一般的にはバランサーという設備を使ってタイヤを回転させることで、どの程度ブレているのかを確認します。もしブレがあるようであれば、必要な箇所にウエイトを取り付けて調整。このブレを調整せずにそのまま走行すると、ハンドルや車体の振動が大きくなるため、乗り心地や走行性能を損ないます。低速だと気づかない振動も80〜100kmくらいになると顕著になるため、気になる人は調整してもらいましょう。
スペアタイヤ交換
パンクやバーストといった事故等により、走行ができなくなった場合の応急処置です。トランクや車外に設置されたスペアタイヤを、車載ジャッキ・工具を使い交換します。
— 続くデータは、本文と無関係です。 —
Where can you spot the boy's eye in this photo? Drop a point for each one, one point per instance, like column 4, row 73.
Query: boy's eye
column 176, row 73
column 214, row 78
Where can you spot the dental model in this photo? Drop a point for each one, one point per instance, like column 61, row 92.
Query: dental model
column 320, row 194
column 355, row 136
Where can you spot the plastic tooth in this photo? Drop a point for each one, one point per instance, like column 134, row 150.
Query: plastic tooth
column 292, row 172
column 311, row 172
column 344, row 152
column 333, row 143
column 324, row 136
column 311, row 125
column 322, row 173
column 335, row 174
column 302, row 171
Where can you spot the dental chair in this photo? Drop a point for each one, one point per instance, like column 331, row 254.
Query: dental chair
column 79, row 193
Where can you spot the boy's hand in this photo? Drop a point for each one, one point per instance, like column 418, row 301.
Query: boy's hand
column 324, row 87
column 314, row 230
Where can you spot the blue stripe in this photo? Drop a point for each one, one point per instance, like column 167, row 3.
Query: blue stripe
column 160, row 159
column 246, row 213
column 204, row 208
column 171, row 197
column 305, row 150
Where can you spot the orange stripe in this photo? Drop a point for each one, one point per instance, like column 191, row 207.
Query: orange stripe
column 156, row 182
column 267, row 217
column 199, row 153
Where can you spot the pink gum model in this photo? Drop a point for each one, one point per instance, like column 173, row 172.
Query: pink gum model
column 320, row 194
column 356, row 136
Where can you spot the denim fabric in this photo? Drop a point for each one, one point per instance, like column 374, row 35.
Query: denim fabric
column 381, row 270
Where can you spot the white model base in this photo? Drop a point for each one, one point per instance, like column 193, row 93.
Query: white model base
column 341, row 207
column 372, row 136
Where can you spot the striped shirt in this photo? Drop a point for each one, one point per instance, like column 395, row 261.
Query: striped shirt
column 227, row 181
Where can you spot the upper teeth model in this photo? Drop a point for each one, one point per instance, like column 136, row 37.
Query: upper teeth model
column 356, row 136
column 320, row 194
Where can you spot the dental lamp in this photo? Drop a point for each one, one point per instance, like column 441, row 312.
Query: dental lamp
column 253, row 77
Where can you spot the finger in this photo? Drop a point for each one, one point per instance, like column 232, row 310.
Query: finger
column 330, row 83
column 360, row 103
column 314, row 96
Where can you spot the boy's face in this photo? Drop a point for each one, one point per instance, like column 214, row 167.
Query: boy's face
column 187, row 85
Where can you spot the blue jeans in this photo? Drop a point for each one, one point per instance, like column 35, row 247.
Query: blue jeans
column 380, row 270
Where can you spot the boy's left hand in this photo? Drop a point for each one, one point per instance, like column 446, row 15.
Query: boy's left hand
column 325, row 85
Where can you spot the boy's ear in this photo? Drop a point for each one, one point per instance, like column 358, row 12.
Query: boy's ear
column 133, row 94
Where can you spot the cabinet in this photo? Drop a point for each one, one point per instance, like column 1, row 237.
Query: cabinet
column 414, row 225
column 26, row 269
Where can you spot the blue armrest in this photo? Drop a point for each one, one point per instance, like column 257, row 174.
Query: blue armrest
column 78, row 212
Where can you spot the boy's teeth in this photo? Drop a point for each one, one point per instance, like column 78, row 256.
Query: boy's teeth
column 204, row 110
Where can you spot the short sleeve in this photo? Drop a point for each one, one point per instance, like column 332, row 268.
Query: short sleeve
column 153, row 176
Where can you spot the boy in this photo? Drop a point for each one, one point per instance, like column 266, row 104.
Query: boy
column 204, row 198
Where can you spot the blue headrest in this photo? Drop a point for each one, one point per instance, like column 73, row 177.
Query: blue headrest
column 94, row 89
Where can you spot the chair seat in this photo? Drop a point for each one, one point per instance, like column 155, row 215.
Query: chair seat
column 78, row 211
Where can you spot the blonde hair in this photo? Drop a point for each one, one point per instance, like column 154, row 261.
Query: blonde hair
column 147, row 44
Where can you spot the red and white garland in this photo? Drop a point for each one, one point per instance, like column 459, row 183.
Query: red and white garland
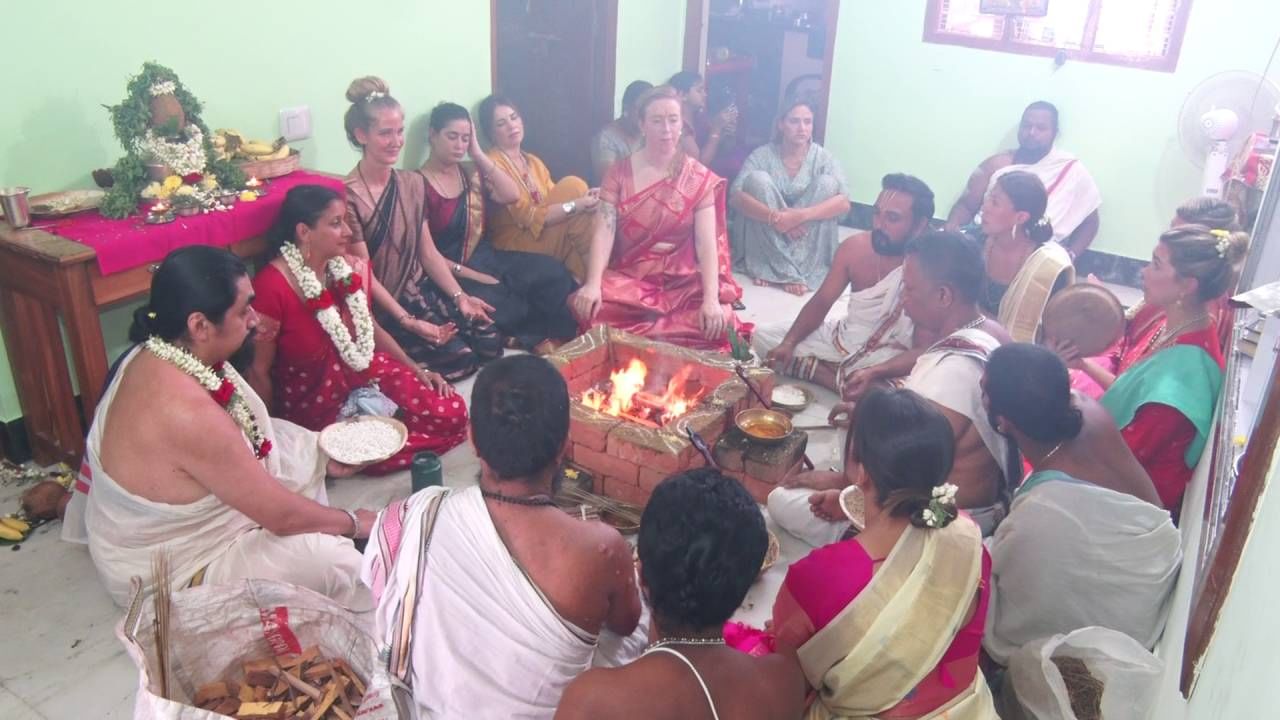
column 359, row 352
column 223, row 382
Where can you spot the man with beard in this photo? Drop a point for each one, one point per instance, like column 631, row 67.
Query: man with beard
column 490, row 598
column 941, row 282
column 182, row 455
column 874, row 328
column 1073, row 196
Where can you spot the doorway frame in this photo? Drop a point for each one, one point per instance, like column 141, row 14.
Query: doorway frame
column 609, row 71
column 698, row 19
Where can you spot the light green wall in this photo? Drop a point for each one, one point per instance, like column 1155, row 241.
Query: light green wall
column 650, row 42
column 245, row 60
column 899, row 104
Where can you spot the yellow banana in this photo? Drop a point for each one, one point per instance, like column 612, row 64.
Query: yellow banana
column 21, row 525
column 257, row 147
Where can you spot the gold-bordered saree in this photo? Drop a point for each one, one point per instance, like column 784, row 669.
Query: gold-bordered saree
column 896, row 630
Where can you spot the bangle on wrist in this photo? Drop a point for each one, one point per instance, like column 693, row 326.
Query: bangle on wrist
column 355, row 524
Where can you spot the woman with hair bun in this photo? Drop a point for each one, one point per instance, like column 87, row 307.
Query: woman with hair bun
column 1047, row 575
column 419, row 300
column 890, row 621
column 1024, row 267
column 1170, row 376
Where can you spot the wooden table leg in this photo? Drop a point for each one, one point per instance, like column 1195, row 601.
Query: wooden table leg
column 85, row 331
column 44, row 384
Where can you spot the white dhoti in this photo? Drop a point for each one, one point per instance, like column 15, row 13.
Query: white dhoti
column 789, row 509
column 1073, row 195
column 485, row 642
column 874, row 328
column 209, row 541
column 1074, row 555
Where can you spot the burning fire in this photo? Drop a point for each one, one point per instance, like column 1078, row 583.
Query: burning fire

普段行うことではないため、実際に交換できる人が少ないのも事実です。
もし交換ができない場合は、無理に行わずに、JAF等のレッカーサービスを要請するようにしましょう。無理に行って取り付け方を間違えると、走行中に外れてしまい、思わぬ事故に繋がることもあります。
また、近年では自動車メーカーが燃費向上の軽量化や、コストダウンのため、スペアタイヤを搭載せずパンク修理キットのみを搭載した車両もあります。こちらはエアバルブからパンク修理剤を充填し、付属のコンプレッサーで空気を入れることで修理が可能です。タイヤを交換する必要が無いため、簡単にパンクを修理できるのですが、バーストの際には使用できないだけでなく、一度修理剤を充填したタイヤは交換が必須となるため、賛否が分かれるところです。
まとめ
タイヤを交換する方法は目的によってさまざまです。北海道や東北地方などの雪国では夏タイヤから冬タイヤへの交換が多いので、これらの知識や技術がある方が多いかもしれません。しかし雪が降らない地域などでは、タイヤ交換自体を行わないため、なじみが無い人も多いでしょう。
タイヤ交換の知識を身につけることにより、目的に合った交換が行え、タイヤの寿命を延ばすことができます。また、タイヤに対する意識が向上し、ドライバーの義務である日常点検等にも目が向くのではないでしょうか。
タイヤの交換はディーラーや整備工場のほかにも、ガソリンスタンドや大型のカー用品店で行える場合があります。車種によって交換できない場合もあるため、もし気になっている場合は事前に問い合わせたうえでお願いするようにしましょう。